Brand Obama vs. Brand McCain: Special election-day rantathon
CANDIDATES USE SOCIAL MEDIA TO RE-ENERGIZE US POLITICS Could this be the dawn of a new political era of citizen involvement in politics? I ...4 Nov 2008 2728 Views
CANDIDATES USE SOCIAL MEDIA TO RE-ENERGIZE US POLITICS
Could this be the dawn of a new political era of citizen involvement in politics? I blogged earlier about the role of social media in this election, specifically the way that Obama has so masterfully used social media to both connect and rally voters. Now as campaign 2008 draws to a close, we can see that social media has played a significant and expanded role in deciding the presidency.
Nearly half of all Americans (46%) have used the internet, email, or cell-phone text messaging to get news about the presidential campaign, share their views, or mobilize others, according to a new survey by the Pew Internet & American Life Project.
The role of social media seems to have increased two-fold since the last election. The proportion of Americans going online on a typical day at the tail end of the primary season to get political news or information more than doubled compared with a comparable point in the 2004 race – from 8% of all adults in Spring 2004 to 17% in Spring 2008.
Moreover, 28% of wired Americans say the internet makes them feel more personally connected to the campaign and 22% say that they would not be as involved in the campaign if not for the internet. This is a positive development which can perhaps account in some part for the greater turnouts expected today.
“22% say that they would not be as involved in the campaign if not for the internet”
Democracy is all about grassroots activation and the internet has been a catalyst in that respect. Online activism using social media has shown significant growth over the course of this election.
- 11% of Americans have contributed to the political conversation by forwarding or posting someone else’s commentary about the race.
- 5% have posted their own original commentary or analysis.
- 6% have gone online to donate money to a candidate or campaign.
- Young voters are helping to define the online political debate; 12% of online 18-29 year old’s have posted their own political commentary or writing to an online newsgroup, website or blog.
Younger voters and Democrats make more use of online media to consume and share political information, the study also found. It’s important to note, however, that those “young voters” will be 4 years older next election followed by a new generation of voters who will be even more socially wired.
Among the findings from Pew’s telephone survey of internet users and non-users:
- 40% of all Americans have gotten news and information about this year’s campaign from the internet.
- 19% of Americans go online once a week or more to do something related to the campaign, and 6% go online daily to engage politically.
- 23% say once a week or more they receive emails that urge them to support a candidate or discuss the campaign.
- 10% use email once a week or more to contribute to the political debate.
- 4% have exchanged political views via text messaging.
So how did the candidates stack up in their use of Social Media? Thanks to Jeremiah Owyang, Sr.

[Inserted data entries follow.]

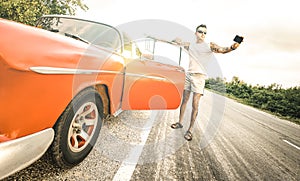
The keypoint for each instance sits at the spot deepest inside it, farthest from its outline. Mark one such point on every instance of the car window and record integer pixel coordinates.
(92, 32)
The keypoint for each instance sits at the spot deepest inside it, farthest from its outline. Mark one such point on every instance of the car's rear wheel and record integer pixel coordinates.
(77, 130)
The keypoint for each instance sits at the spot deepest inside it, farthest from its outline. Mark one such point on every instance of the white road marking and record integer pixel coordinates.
(128, 165)
(292, 144)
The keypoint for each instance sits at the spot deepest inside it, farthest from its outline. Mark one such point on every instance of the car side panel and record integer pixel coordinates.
(152, 85)
(32, 101)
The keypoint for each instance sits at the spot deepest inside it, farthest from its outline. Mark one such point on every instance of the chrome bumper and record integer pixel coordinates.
(20, 153)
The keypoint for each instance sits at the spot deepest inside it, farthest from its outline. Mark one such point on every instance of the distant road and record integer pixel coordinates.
(231, 142)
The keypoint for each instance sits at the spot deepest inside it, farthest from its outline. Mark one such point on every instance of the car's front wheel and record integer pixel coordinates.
(77, 129)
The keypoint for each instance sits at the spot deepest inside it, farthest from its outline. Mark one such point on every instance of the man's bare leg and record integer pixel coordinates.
(196, 99)
(186, 96)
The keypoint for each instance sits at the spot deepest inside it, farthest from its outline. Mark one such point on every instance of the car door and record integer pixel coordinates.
(155, 80)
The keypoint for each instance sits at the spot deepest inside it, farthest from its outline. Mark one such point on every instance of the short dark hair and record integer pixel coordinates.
(202, 25)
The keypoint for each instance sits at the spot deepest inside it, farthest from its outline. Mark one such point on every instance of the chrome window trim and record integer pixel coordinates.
(70, 71)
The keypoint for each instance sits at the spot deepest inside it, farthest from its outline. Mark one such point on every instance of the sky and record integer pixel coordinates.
(269, 54)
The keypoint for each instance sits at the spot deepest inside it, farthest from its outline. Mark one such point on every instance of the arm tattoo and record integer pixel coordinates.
(218, 49)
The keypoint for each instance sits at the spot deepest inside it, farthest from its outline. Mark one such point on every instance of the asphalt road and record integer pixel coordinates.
(230, 142)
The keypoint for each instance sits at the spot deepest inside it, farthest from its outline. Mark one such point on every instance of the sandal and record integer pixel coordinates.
(188, 136)
(176, 125)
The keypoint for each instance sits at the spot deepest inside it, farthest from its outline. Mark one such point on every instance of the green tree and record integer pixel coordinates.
(28, 12)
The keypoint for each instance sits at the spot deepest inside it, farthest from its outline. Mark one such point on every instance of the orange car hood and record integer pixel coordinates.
(24, 46)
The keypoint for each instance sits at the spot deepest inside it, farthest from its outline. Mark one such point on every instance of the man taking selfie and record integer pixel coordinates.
(199, 52)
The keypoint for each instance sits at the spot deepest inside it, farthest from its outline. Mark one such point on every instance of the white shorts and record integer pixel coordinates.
(195, 82)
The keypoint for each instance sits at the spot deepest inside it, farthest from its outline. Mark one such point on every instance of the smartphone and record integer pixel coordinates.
(238, 39)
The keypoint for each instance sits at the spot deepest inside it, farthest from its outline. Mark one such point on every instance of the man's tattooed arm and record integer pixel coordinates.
(218, 49)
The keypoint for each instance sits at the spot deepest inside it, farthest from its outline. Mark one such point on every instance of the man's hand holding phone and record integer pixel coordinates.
(238, 40)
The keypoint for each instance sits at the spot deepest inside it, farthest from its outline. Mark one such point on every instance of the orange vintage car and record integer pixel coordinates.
(61, 79)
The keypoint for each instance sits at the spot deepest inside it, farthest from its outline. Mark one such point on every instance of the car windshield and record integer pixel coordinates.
(87, 31)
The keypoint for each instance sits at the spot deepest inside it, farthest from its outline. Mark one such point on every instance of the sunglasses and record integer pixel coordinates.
(199, 31)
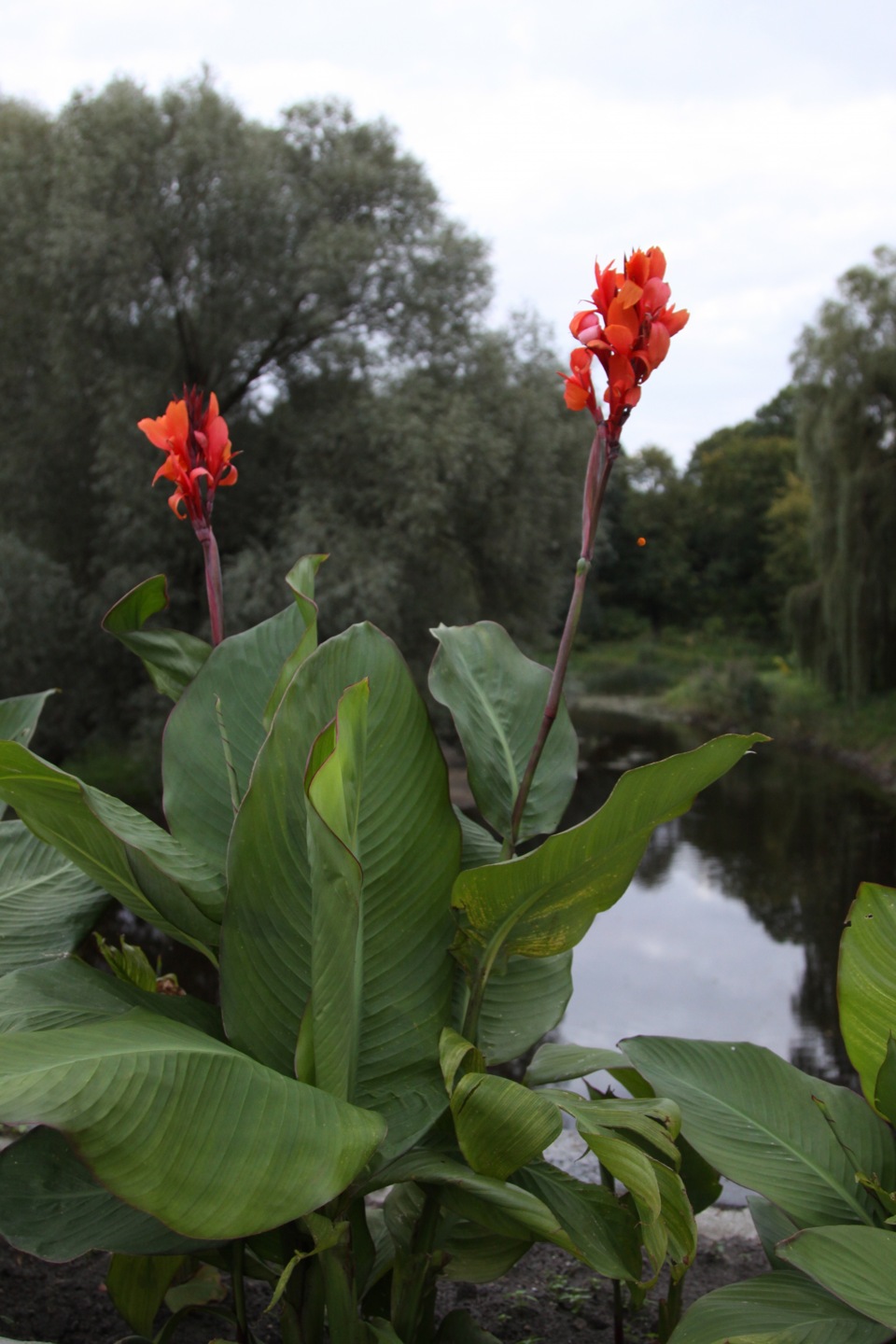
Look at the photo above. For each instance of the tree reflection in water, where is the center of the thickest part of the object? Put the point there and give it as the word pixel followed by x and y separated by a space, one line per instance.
pixel 785 833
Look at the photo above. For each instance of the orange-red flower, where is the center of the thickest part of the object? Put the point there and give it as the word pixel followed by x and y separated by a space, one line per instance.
pixel 578 390
pixel 199 455
pixel 629 329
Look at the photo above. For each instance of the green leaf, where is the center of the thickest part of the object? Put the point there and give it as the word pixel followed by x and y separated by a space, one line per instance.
pixel 242 677
pixel 771 1226
pixel 54 1207
pixel 458 1054
pixel 333 788
pixel 128 962
pixel 654 1121
pixel 171 657
pixel 19 718
pixel 544 902
pixel 497 698
pixel 778 1308
pixel 183 1127
pixel 137 1285
pixel 525 1004
pixel 504 1209
pixel 757 1118
pixel 479 846
pixel 555 1063
pixel 867 981
pixel 500 1124
pixel 301 581
pixel 886 1085
pixel 409 852
pixel 127 854
pixel 599 1227
pixel 855 1264
pixel 477 1255
pixel 204 1286
pixel 46 903
pixel 70 993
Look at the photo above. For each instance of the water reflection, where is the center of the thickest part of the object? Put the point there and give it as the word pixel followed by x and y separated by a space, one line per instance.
pixel 733 925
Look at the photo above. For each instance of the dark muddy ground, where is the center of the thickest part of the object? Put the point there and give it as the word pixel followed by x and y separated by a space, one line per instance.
pixel 547 1298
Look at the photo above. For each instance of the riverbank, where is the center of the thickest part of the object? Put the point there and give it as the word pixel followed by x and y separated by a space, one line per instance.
pixel 731 686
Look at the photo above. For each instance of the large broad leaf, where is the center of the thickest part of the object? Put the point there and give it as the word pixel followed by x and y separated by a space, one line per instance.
pixel 171 657
pixel 770 1127
pixel 867 981
pixel 217 727
pixel 70 993
pixel 779 1308
pixel 127 854
pixel 544 902
pixel 505 1209
pixel 601 1228
pixel 500 1124
pixel 407 851
pixel 555 1063
pixel 525 1004
pixel 771 1226
pixel 335 787
pixel 497 698
pixel 19 718
pixel 184 1127
pixel 54 1207
pixel 46 903
pixel 855 1264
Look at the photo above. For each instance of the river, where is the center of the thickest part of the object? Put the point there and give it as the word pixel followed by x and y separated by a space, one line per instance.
pixel 731 926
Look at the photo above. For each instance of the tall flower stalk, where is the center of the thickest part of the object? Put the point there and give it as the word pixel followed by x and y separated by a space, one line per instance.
pixel 199 458
pixel 627 327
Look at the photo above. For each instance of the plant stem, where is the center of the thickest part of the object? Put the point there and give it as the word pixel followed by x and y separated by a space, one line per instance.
pixel 595 484
pixel 238 1257
pixel 608 1181
pixel 214 586
pixel 414 1276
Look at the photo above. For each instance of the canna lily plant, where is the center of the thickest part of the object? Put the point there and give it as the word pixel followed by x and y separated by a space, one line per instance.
pixel 379 952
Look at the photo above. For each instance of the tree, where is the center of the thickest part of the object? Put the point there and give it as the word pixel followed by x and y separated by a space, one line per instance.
pixel 171 241
pixel 736 477
pixel 644 566
pixel 445 495
pixel 846 374
pixel 150 242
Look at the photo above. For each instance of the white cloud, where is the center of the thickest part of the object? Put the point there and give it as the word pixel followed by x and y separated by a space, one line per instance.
pixel 752 144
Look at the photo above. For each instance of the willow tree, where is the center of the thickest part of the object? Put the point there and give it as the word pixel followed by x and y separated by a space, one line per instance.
pixel 846 372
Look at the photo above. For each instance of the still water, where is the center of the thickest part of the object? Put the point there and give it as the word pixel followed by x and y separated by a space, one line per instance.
pixel 731 926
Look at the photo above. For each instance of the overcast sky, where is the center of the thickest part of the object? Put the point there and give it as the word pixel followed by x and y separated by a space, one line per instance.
pixel 752 141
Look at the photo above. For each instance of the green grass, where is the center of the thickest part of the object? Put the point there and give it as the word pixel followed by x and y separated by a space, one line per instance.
pixel 724 681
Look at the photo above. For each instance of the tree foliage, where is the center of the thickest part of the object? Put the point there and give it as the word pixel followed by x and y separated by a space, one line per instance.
pixel 309 274
pixel 846 374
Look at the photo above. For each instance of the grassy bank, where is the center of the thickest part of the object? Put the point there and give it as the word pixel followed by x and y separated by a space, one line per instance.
pixel 734 684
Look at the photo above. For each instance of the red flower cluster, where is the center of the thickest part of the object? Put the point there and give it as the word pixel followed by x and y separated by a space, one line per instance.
pixel 629 329
pixel 195 439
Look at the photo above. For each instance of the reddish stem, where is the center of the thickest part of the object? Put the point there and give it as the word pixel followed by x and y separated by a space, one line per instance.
pixel 214 586
pixel 595 485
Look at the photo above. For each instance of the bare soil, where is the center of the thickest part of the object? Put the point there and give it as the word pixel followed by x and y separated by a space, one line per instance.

Analyst at Forrester Research, for providing these stats:
Internet Usage in the United States
United States Population: 303,824,646
Internet Usage: 220,141,969
Penetration rate: 72.5%
Growth from 2000-2008: 130.9%
Stats from Internet WorldStats (Census, Nielson)
Obama: 1792 videos uploaded since Nov 2006, Subscribers: 114,559 (uploads about 4 a day), Channel Views: 18,413,110
McCain: 329 videos uploaded since Feb 2007 (uploads about 2 a day), Subscribers: 28,419, Channel Views: 2,032,993
Obama has 403% more subscribers than McCain. Obama has 905% more viewers than McCain
While is seems clear that Obama outperformed McCain online, McCain must be given credit for participating in social media, albeit not as effectively as his opponent. In any case, the numbers would indicate that even in its early days, social media will have played a role in the outcome of this campaign.
For me the most exciting part is that social media seems to have enabled millions to play a more active role in the campaign. In a country where voter apathy has been a chronic problem for decades, social media seems to have engaged people in politics in a way I have never witnessed before. I think in many cases it reaffirmed people’s belief that every voice counts, and that’s good news for any democracy.